It’s 12:30 p.m. outside of the downtown offices of the former Washington Blade, which served as Washington D.C.’s gay newspaper of record from 1969 until this morning. Just hours ago, the staff of the Blade learned that its parent company, Window Media, had filed for Chapter 7 bankruptcy, that the Blade was closed effective immediately, and that the paper’s two dozen employees were all out of work.

Now, two guys in purple shirts are methodically removing stacks of boxes out of the office, located on the fifth floor of the National Press Club building. What’s inside? “Just personal belongings,” one says, as he heads to the elevator. Everybody has until 3:30 p.m. to clear out.

Reporters have been calling the office all morning in search of a comment, having only heard confirmation of the paper’s closure via Tweet. Finally, Editor-In-Chief Kevin Naff comes outside to make a statement. Hold on—-he has to pee. When he returns from the bathroom, he addresses reporters in front of the Blade‘s glass-enclosed offices. Inside, a couple of Window Media staffers can be seen shuffling around a glass conference room, hard at work dismantling the newspaper. One of them wears an eye-patch. “I can’t speak on behalf of the company, and I can’t speak here,” Naff says. So the group heads around the corner, where Naff stands in front of another large window looking in on Window brass. “You can refer to me as the former editor of the Blade,” Naff says.

He rolls out the details: Naff heard this morning that the paper was kaput. The staff began forming plans to start a new publication within “about five minutes,” Naff says. More information will be announced tomorrow. It won’t be called the Blade. “We’re going to take a day off to pack, and then dust ourselves off and get back to work,” Naff says. The staff’s focus is on the future, he says—-Naff can’t even immediately remember what stories the Blade had in the works for its next issue.

Other former employees are focused on the past two weeks. A woman steps off the elevator, a cell phone clutched to her ear. “And the worst thing is that we were supposed to get paid today,” she says, before running into one of her former co-workers and enveloping him in a hug. She doesn’t have a public comment. Lou Chibbaro Jr., the Blade‘s longest-running employee, is there to see what he can salvage from the past thirty years. Chibbaro arrived back at the office with a pack full of folding cardboard boxes in order to cart away some “personal papers and things like that . . . mementos, some award plaques.” Chibbaro won’t say if he’ll be involved in Naff’s new paper. “We’re interested in keeping the best of what we had going. But I can’t comment on what’s going on right now,” he says.
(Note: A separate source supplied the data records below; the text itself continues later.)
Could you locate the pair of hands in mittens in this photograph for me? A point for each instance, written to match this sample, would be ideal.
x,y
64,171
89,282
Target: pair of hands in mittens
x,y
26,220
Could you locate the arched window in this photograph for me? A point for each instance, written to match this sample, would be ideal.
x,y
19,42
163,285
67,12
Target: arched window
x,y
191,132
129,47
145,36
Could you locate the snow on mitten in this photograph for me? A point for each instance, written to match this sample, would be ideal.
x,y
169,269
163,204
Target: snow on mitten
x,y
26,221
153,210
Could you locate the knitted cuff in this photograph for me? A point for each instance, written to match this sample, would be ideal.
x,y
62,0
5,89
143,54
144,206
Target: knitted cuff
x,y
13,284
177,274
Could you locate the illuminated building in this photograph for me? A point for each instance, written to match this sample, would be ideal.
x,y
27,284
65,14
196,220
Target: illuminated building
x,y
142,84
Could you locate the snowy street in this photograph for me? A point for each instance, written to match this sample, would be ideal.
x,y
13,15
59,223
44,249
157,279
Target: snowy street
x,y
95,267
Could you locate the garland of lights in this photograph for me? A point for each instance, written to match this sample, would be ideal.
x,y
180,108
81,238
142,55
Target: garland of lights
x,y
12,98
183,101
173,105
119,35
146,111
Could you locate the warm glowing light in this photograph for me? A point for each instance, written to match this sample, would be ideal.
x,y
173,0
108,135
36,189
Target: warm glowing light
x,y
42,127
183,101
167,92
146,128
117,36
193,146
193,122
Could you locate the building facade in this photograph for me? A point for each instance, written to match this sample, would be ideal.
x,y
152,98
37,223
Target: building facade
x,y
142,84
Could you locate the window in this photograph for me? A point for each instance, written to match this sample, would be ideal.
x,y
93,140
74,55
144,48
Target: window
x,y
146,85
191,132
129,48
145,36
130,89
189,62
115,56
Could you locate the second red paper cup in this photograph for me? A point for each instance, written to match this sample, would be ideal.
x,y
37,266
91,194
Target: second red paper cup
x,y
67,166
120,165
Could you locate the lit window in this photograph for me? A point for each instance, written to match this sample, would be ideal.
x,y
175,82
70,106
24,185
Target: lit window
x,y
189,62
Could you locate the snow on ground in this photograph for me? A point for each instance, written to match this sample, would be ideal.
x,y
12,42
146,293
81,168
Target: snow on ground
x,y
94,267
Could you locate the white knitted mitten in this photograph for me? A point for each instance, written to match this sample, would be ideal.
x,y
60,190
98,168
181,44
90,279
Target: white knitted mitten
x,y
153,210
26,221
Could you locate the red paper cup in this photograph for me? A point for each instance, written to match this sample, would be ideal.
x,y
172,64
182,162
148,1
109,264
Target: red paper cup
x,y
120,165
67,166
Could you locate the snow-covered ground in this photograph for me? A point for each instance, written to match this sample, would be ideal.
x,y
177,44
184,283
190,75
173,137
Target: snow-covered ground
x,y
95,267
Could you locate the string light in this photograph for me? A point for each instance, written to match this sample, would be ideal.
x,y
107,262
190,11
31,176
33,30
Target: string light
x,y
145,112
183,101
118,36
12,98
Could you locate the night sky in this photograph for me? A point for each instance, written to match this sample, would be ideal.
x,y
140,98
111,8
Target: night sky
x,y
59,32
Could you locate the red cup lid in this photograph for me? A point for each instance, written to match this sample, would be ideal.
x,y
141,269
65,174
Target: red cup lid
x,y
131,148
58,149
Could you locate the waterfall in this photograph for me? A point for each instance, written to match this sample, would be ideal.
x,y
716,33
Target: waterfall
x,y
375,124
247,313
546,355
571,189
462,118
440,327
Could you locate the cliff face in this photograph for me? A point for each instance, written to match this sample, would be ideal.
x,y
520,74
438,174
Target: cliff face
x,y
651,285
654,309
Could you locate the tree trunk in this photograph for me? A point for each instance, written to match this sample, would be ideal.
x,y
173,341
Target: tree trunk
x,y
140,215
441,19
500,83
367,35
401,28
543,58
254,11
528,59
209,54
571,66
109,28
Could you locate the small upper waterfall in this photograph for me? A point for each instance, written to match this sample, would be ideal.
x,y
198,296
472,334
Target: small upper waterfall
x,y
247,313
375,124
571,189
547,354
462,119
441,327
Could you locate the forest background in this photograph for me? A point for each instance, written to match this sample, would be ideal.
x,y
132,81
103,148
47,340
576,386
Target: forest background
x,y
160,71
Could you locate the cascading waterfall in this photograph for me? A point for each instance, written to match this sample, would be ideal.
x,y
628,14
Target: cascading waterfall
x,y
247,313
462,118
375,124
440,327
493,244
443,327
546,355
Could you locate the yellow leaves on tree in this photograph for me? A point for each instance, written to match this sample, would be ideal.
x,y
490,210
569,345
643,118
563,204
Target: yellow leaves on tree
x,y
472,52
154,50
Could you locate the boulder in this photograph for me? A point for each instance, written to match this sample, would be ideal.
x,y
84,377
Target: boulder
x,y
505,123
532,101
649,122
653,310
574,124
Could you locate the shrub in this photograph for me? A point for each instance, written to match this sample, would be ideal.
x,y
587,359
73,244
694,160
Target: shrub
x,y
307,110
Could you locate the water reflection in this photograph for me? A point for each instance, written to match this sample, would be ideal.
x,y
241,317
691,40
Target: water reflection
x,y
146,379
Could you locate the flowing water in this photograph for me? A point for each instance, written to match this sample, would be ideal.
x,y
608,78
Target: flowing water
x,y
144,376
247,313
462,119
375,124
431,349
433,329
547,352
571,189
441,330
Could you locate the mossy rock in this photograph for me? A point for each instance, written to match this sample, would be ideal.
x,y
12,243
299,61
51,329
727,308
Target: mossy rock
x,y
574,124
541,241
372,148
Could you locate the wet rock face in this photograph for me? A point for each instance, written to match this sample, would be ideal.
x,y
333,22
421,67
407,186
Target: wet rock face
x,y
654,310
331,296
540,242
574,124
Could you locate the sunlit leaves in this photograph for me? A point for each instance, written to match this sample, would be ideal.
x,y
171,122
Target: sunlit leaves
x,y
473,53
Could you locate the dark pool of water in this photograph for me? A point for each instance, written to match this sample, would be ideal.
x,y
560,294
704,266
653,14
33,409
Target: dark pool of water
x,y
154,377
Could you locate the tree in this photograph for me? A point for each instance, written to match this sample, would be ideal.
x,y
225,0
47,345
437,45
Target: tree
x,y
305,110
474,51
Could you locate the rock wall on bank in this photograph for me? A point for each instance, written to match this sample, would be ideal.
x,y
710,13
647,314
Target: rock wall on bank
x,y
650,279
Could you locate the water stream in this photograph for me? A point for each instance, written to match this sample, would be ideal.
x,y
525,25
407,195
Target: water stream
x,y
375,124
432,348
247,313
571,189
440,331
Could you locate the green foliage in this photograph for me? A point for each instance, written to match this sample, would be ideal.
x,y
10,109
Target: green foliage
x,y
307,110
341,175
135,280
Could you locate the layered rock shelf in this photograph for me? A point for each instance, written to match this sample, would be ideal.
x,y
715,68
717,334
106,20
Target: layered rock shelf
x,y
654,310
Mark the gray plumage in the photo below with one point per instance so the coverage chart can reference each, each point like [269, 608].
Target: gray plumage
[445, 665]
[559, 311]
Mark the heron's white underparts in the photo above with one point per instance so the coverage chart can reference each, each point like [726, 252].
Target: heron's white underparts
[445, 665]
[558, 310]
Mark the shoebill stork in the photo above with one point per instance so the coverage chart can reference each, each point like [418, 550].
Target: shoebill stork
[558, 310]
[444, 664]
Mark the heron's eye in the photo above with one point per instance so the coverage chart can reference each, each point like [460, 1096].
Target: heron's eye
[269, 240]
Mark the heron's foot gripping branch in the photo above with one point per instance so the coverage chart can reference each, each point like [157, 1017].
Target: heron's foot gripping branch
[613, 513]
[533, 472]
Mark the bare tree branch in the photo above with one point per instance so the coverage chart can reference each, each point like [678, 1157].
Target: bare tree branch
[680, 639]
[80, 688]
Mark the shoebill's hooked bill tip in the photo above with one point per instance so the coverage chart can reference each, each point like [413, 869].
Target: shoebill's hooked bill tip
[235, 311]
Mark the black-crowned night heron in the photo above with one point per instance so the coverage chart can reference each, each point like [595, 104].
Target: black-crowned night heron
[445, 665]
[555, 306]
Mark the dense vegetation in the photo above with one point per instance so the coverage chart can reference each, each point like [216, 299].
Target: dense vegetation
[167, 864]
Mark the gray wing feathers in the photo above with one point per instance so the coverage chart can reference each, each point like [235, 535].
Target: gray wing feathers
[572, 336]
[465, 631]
Robbie Barnett, one of the guys in the purple shirts, is back from unloading another dolly full of Blade leftovers. Barnett worked as the Blade‘s distribution coordinator until this morning, when he walked into the office in the middle of the closure announcement. Barnett says the news came directly from COO Steve Myers and CFO Mike Kitchens. Myers is the one in the eye-patch, Barnett says: “I think he might be ill or something.” Myers and Kitchens did most of the talking, Barnett says. “None of us really said anything.” The atmosphere, he says, was just “grim.”

Barnett says that he has not been asked to finish up his distribution duties by removing Blade newspaper boxes from the streets. For now, Barnett is just helping to unload the paper from the National Press Club, box by box. Steve Cheverton, a close friend of the paper, is also on hand. When Cheverton heard of the paper’s closing, he showed up with his Ford F-350 to help employees with the liquidation. “I know a lot of the employees, and I’ve supported them throughout, in all the gay pride marches and stuff like that,” Cheverton says. “I just think it’s really without integrity the way they did this . . . The least we can do is help these people take their stuff home.”